Nous sommes tous des moutons ! Et moi j’ai la plus grosse fourrure !
Les gens pensent souvent que je suis bien doué, bien respectueux et bien travailleur mais ils se trompent. Je ne suis que bien aliéné. Prisonnier du confort, de l’habitude, du nombre et du regard des autres.
C’est comme cette histoire de l’éléphant : enfant, on lui noue une cordelette à la patte et il est incapable de se libérer. Ensuite, c’est en grandissant qu’il intègre cette situation et ne souhaite même plus la liberté, alors qu’il pourrait sans problème s’enfuir.
Tous les enfants se jurent « J’ai hâte d’être adulte : je serais libre ». Mais le temps qu’ils grandissent, il est déjà trop tard ! Je suis le pire de ceux-là.
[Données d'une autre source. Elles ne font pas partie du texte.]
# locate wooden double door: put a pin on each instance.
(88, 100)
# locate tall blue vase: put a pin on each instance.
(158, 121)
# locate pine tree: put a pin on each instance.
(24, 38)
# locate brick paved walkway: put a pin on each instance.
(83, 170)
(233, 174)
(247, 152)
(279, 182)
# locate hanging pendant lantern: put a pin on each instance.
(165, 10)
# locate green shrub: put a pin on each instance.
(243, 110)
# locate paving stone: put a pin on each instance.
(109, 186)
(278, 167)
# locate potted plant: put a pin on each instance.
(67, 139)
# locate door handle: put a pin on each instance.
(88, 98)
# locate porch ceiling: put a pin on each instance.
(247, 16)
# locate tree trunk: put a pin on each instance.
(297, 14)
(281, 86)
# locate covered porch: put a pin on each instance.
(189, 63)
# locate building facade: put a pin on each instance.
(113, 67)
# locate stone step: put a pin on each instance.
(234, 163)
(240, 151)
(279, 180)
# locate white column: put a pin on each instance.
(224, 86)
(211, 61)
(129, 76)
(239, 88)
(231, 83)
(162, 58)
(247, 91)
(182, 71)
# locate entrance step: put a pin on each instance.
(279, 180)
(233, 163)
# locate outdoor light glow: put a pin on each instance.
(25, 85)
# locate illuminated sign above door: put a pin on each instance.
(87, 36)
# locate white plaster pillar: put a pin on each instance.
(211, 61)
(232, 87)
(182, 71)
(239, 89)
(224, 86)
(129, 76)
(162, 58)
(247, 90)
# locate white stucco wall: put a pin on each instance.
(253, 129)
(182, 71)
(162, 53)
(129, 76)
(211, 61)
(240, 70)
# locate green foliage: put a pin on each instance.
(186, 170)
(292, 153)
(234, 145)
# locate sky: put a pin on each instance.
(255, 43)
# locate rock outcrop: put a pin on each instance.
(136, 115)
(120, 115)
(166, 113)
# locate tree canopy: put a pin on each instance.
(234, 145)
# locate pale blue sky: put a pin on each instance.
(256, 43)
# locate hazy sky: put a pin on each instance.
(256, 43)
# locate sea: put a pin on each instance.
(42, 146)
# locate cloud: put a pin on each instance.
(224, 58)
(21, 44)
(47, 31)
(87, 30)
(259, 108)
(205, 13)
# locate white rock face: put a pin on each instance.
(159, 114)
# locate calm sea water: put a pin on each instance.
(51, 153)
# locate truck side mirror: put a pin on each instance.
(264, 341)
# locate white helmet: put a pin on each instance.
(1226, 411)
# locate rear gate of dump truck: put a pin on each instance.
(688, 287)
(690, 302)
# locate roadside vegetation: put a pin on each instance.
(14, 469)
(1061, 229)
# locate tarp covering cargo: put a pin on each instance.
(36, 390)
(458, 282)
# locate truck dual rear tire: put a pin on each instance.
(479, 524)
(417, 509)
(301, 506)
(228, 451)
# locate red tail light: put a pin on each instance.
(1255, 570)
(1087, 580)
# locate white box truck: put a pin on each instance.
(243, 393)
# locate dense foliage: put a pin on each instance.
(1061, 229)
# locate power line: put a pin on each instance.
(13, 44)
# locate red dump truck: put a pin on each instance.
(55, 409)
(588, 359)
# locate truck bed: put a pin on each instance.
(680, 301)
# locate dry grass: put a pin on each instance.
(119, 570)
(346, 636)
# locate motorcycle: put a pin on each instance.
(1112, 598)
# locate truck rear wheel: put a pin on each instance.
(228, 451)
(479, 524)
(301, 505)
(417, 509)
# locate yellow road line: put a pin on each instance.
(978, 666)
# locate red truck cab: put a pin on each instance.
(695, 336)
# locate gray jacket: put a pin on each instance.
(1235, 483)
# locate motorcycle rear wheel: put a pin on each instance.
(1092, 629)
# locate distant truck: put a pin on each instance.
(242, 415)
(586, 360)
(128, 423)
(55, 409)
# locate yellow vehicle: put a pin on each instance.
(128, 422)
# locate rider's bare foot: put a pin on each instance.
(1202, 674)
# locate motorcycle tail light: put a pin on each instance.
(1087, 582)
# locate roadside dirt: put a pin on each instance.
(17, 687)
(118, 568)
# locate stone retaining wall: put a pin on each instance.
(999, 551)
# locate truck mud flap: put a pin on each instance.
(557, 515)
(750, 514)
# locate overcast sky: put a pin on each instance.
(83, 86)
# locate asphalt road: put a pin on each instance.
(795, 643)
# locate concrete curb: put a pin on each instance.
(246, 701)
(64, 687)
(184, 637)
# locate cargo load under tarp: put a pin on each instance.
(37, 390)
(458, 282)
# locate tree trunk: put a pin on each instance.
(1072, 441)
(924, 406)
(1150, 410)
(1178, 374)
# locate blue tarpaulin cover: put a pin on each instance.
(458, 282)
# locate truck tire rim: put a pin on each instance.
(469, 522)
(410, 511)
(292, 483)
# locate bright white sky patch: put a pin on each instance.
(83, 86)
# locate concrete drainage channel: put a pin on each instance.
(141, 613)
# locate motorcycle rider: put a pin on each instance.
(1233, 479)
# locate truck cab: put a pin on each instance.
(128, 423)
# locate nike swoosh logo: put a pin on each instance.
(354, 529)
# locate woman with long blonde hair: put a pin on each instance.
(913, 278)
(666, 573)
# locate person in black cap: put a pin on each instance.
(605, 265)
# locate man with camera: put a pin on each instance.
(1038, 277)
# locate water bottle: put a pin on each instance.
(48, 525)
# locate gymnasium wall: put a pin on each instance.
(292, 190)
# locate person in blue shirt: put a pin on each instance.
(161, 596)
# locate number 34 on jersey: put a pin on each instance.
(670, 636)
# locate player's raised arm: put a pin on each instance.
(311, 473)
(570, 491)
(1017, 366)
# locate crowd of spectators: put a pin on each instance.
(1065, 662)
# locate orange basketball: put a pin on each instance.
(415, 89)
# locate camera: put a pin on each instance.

Je suis de ceux qui voient qu’ils sont emprisonnés, mais je suis de ceux qui n’agissent pourtant pas. De ceux que ça tiraille. De ceux qui disent « dans 5 ou 10 ans, j’abandonnerais la tranquillité et je vivrais pleinement ».
Mais avouez : nous mentons.
Oui nous mentons ! C’est ici que nait le déni ! Evidemment, c’est plus facile à vivre, c’est le mensonge par facilité, ou des excuses pour avoir bonne conscience. Mais moi j’appelle ça le déni pur.
Parce que la vie, c’est pas dans le futur. La vie c’est maintenant qu’il faut la vivre.
Facile à dire …
On s’en fout du regard des autres, on s’en fout des conventions, de bien parler, ou de réviser l’histoire géo qu’on auras oublié dans 3 semaines. On s’en fout de toute ses choses superflues ! Alors pourquoi ? Pourquoi suis-je seulement capable de voir la cordelette à ma patte sans avoir l’audace de la déchirer ?
On a la rage au ventre. La rage de vivre. Alors pourquoi attendre ?
En fait, comme tout le monde, je ne suis qu’un mouton.
Seulement, je suis un mouton qui reconnait qu’il en est un : mais c’est tout.